Тома едва удерживается от театрального закатывания глаз. Это моё желание, хочет напомнить он почти обиженно, я с тобой вообще не должен считаться. Но Аято как будто расслабляется и смотрит даже не провокационно, просто тепло — поэтому Тома поддаётся:
— Как скажешь. Спрашивай.
— Откуда у тебя этот шрам? — Тома даже не сразу понимает, что Аято имеет в виду — до тех пор, пока его рука не ложится на колено. И мягко, самыми кончиками пальцев проходится по бледной полоске, перечёркивающей кожу насквозь. — Не смотри на меня так, просто сегодня я увидел тебя совсем голым и мне стало интересно.
Томе вдруг хочется надеть своё огромное, уютное кигуруми, которое скроет его тело от домогательств господина Камисато. Надеть — и до конца жизни из него не вылезать.
— Там нет никакой классной истории, — бормочет он, но колено так и не отдёргивает, — так что заранее извини, что разочарую. Мне просто было пятнадцать, и я очень неудачно навернулся со скейтборда.
Аято заливается смехом:
— Серьёзно? У тебя был скейтборд?
— И такие огромные наушники, и шапка, которую я даже в жару не снимал. Я катался лучше всех на районе, между про… Так, стоп, — Тома перехватывает ладонь Аято. Никак ему не дают покоя его колени. — Сейчас мой вопрос.
— Ладно-ладно, просто скейтборд… — Аято фыркает в сторону. — Спрашивай. Обещаю, что буду играть честно.
Честно. Честность, думает Тома, закусывая губу, это хорошо, это невозвратный билет, который он обменял на эти отношения. И ради которого в принципе всё это затеял.
— Хорошо, тогда… — Аято смотрит выжидающе, как на экзамене. Тома сжимает его ладонь чуть сильнее. — Ты не жалеешь?
О чём именно, Тома надеется, уточнять не стоит. Всё тело Аято — как живая инструкция к курсу по сексологии, вот здесь у нас, детишки, целая коллекция засосов на любой вкус и цвет, здесь царапины на боках, а здесь, что же это такое, синяки на бёдрах, потому что кое-кто не рассчитывает собственные силы…

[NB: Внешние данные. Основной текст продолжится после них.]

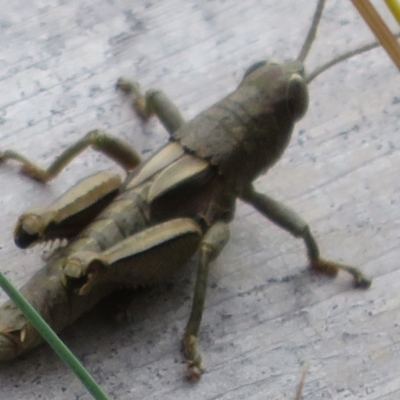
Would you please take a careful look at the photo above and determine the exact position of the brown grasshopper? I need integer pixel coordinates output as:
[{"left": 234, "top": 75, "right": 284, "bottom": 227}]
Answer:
[{"left": 0, "top": 0, "right": 371, "bottom": 379}]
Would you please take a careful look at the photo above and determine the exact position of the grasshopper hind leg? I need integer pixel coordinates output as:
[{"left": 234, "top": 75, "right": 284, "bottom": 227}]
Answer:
[{"left": 241, "top": 186, "right": 371, "bottom": 289}]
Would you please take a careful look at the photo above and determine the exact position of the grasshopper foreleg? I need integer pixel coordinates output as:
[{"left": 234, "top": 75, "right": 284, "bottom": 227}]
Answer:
[
  {"left": 14, "top": 172, "right": 121, "bottom": 249},
  {"left": 117, "top": 78, "right": 185, "bottom": 134},
  {"left": 182, "top": 222, "right": 229, "bottom": 380},
  {"left": 241, "top": 186, "right": 371, "bottom": 288},
  {"left": 0, "top": 130, "right": 141, "bottom": 182}
]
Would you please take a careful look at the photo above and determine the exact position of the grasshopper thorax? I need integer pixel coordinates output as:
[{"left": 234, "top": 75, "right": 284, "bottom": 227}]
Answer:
[{"left": 173, "top": 57, "right": 308, "bottom": 191}]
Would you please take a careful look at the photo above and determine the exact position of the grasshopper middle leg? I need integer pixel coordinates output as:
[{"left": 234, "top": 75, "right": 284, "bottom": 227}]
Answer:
[
  {"left": 241, "top": 186, "right": 371, "bottom": 289},
  {"left": 0, "top": 130, "right": 141, "bottom": 182},
  {"left": 117, "top": 78, "right": 185, "bottom": 134},
  {"left": 182, "top": 222, "right": 229, "bottom": 380}
]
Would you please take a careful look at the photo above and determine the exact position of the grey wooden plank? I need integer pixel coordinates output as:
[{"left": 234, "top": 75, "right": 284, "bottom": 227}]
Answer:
[{"left": 0, "top": 0, "right": 400, "bottom": 400}]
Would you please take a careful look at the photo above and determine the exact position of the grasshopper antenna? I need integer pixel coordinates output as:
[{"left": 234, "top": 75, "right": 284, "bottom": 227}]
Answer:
[
  {"left": 297, "top": 0, "right": 325, "bottom": 62},
  {"left": 306, "top": 33, "right": 400, "bottom": 83},
  {"left": 294, "top": 364, "right": 308, "bottom": 400}
]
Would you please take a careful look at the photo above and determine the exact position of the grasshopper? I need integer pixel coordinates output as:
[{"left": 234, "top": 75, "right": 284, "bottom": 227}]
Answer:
[{"left": 0, "top": 0, "right": 371, "bottom": 380}]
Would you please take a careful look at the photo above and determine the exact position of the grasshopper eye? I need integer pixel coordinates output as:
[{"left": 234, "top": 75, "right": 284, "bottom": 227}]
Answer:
[
  {"left": 243, "top": 60, "right": 267, "bottom": 79},
  {"left": 286, "top": 74, "right": 308, "bottom": 121}
]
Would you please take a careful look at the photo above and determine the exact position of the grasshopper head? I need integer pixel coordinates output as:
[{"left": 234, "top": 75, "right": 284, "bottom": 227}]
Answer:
[{"left": 242, "top": 60, "right": 308, "bottom": 121}]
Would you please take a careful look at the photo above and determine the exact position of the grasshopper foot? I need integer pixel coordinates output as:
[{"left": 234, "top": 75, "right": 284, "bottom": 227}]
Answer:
[
  {"left": 182, "top": 335, "right": 204, "bottom": 382},
  {"left": 311, "top": 258, "right": 372, "bottom": 289}
]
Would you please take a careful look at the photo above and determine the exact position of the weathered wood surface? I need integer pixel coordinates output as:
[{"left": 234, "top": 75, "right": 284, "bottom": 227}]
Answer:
[{"left": 0, "top": 0, "right": 400, "bottom": 400}]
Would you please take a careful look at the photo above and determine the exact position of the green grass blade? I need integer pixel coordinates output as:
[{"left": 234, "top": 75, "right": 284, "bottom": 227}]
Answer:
[{"left": 0, "top": 271, "right": 109, "bottom": 400}]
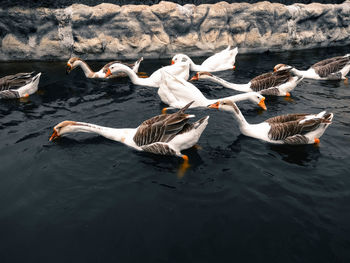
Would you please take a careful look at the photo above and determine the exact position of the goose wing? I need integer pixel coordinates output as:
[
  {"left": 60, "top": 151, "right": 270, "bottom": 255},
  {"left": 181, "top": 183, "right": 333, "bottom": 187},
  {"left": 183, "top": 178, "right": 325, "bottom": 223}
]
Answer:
[
  {"left": 268, "top": 117, "right": 330, "bottom": 141},
  {"left": 133, "top": 102, "right": 193, "bottom": 146},
  {"left": 265, "top": 113, "right": 308, "bottom": 124},
  {"left": 0, "top": 72, "right": 34, "bottom": 91},
  {"left": 158, "top": 71, "right": 208, "bottom": 106},
  {"left": 312, "top": 57, "right": 350, "bottom": 78},
  {"left": 250, "top": 69, "right": 292, "bottom": 92},
  {"left": 311, "top": 56, "right": 344, "bottom": 68}
]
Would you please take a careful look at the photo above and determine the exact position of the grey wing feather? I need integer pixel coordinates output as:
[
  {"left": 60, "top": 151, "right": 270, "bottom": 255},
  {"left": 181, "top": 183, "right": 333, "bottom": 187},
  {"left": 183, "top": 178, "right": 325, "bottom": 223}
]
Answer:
[
  {"left": 141, "top": 142, "right": 176, "bottom": 155},
  {"left": 250, "top": 69, "right": 292, "bottom": 92},
  {"left": 0, "top": 90, "right": 20, "bottom": 99},
  {"left": 312, "top": 56, "right": 344, "bottom": 67},
  {"left": 133, "top": 102, "right": 193, "bottom": 146},
  {"left": 283, "top": 134, "right": 308, "bottom": 145},
  {"left": 268, "top": 118, "right": 322, "bottom": 140},
  {"left": 265, "top": 113, "right": 308, "bottom": 123},
  {"left": 0, "top": 72, "right": 34, "bottom": 91}
]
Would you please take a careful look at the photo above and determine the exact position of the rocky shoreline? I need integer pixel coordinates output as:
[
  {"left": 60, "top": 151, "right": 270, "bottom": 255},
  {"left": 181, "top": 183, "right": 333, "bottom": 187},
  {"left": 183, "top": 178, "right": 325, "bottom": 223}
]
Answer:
[{"left": 0, "top": 1, "right": 350, "bottom": 61}]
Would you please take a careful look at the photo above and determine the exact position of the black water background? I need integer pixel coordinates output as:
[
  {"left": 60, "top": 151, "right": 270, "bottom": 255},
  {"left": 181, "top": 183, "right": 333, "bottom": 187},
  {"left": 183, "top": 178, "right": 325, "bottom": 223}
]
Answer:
[
  {"left": 0, "top": 46, "right": 350, "bottom": 262},
  {"left": 0, "top": 0, "right": 344, "bottom": 8}
]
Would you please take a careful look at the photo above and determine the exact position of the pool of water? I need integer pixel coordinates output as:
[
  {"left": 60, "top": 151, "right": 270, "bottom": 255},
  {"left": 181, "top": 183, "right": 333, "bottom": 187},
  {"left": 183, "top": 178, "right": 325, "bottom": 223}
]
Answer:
[{"left": 0, "top": 46, "right": 350, "bottom": 262}]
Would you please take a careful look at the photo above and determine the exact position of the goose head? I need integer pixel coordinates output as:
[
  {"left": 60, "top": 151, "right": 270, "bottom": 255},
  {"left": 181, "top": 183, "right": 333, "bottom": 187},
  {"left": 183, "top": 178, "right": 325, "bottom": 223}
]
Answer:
[
  {"left": 273, "top": 64, "right": 292, "bottom": 72},
  {"left": 49, "top": 121, "right": 78, "bottom": 141},
  {"left": 208, "top": 99, "right": 239, "bottom": 113},
  {"left": 171, "top": 54, "right": 191, "bottom": 65},
  {"left": 66, "top": 57, "right": 81, "bottom": 74},
  {"left": 247, "top": 92, "right": 267, "bottom": 110},
  {"left": 190, "top": 71, "right": 213, "bottom": 81},
  {"left": 208, "top": 92, "right": 267, "bottom": 111},
  {"left": 104, "top": 63, "right": 130, "bottom": 78}
]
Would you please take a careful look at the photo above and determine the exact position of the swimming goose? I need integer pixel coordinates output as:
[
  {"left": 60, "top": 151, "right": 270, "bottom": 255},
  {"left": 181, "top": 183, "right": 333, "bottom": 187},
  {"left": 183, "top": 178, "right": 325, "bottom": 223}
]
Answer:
[
  {"left": 105, "top": 63, "right": 190, "bottom": 88},
  {"left": 66, "top": 57, "right": 143, "bottom": 79},
  {"left": 274, "top": 54, "right": 350, "bottom": 80},
  {"left": 191, "top": 67, "right": 303, "bottom": 97},
  {"left": 209, "top": 100, "right": 333, "bottom": 144},
  {"left": 0, "top": 72, "right": 41, "bottom": 99},
  {"left": 158, "top": 71, "right": 266, "bottom": 112},
  {"left": 171, "top": 46, "right": 238, "bottom": 72},
  {"left": 50, "top": 102, "right": 209, "bottom": 161}
]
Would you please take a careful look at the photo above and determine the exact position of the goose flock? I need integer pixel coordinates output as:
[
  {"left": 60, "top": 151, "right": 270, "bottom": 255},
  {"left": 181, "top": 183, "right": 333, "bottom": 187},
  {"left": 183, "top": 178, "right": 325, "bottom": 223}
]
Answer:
[{"left": 0, "top": 46, "right": 350, "bottom": 163}]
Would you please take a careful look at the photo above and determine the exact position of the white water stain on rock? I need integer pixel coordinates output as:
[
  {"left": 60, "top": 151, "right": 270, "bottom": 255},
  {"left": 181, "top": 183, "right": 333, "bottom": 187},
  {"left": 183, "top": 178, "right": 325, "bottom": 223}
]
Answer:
[{"left": 0, "top": 1, "right": 350, "bottom": 60}]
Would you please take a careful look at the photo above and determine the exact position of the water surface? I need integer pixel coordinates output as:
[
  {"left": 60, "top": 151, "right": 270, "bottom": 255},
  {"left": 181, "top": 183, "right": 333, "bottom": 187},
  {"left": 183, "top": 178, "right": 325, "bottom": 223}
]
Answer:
[{"left": 0, "top": 47, "right": 350, "bottom": 262}]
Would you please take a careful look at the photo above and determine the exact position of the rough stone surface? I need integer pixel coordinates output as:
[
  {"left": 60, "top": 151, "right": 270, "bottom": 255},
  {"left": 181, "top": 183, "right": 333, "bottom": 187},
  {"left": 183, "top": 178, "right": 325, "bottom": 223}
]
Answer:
[{"left": 0, "top": 1, "right": 350, "bottom": 60}]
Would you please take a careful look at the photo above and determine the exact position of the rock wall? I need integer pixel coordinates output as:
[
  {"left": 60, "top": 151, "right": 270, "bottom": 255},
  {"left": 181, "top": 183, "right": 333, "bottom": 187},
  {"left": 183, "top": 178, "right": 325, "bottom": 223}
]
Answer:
[{"left": 0, "top": 1, "right": 350, "bottom": 60}]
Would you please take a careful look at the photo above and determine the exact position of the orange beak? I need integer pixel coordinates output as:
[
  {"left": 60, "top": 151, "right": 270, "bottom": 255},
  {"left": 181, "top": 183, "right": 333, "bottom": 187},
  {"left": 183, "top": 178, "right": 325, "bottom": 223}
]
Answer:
[
  {"left": 258, "top": 98, "right": 267, "bottom": 110},
  {"left": 190, "top": 74, "right": 198, "bottom": 81},
  {"left": 105, "top": 68, "right": 112, "bottom": 78},
  {"left": 208, "top": 102, "right": 220, "bottom": 109},
  {"left": 66, "top": 63, "right": 72, "bottom": 74},
  {"left": 49, "top": 129, "right": 59, "bottom": 142}
]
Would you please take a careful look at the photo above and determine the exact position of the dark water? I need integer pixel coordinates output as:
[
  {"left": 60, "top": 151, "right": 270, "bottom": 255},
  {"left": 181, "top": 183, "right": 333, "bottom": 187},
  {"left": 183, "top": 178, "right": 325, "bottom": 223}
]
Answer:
[{"left": 0, "top": 47, "right": 350, "bottom": 262}]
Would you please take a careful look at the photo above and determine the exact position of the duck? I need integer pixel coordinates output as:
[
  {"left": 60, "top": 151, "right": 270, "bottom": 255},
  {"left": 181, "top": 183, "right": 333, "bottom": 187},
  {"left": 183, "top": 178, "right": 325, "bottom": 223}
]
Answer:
[
  {"left": 190, "top": 67, "right": 304, "bottom": 97},
  {"left": 66, "top": 57, "right": 143, "bottom": 79},
  {"left": 49, "top": 102, "right": 209, "bottom": 162},
  {"left": 158, "top": 71, "right": 266, "bottom": 113},
  {"left": 0, "top": 72, "right": 41, "bottom": 99},
  {"left": 274, "top": 54, "right": 350, "bottom": 81},
  {"left": 208, "top": 100, "right": 333, "bottom": 145},
  {"left": 105, "top": 63, "right": 190, "bottom": 88},
  {"left": 171, "top": 46, "right": 238, "bottom": 72}
]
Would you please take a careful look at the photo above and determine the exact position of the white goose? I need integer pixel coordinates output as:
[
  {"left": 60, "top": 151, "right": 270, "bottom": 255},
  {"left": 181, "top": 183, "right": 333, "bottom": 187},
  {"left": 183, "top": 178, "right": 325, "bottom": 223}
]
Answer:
[
  {"left": 66, "top": 57, "right": 143, "bottom": 79},
  {"left": 50, "top": 103, "right": 209, "bottom": 162},
  {"left": 171, "top": 46, "right": 238, "bottom": 72},
  {"left": 191, "top": 68, "right": 303, "bottom": 97},
  {"left": 158, "top": 71, "right": 266, "bottom": 113},
  {"left": 209, "top": 100, "right": 333, "bottom": 144},
  {"left": 274, "top": 54, "right": 350, "bottom": 80},
  {"left": 0, "top": 72, "right": 41, "bottom": 99},
  {"left": 105, "top": 63, "right": 190, "bottom": 88}
]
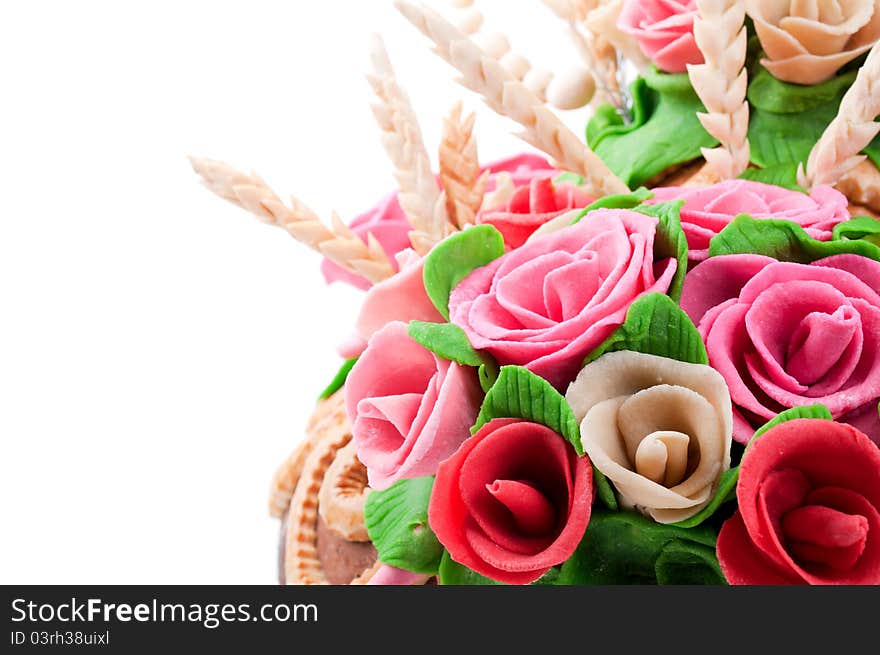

— Тома, — смеётся Аято самыми губами, — я уже сказал, я жалею только о том, что не услышу, как ты поёшь. Даже не знаю, что должно случиться, чтобы я разочаровался, — и тычется этими губами ему в плечо. Пробирает холодком, но таким… приятным. Тома тихо выдыхает. — Я уже рассмотрел все варианты причин, по которым это ты так долго и упорно заставлял меня перебиваться утренней дрочкой на фантазии с твоим участием…
— Ладно, я понял, можешь не продолжа…
— …включая мою нулевую оценку по шкале симпатичности Бена Харди, комплексы по поводу размера и даже твою гипотетическую асексуальность…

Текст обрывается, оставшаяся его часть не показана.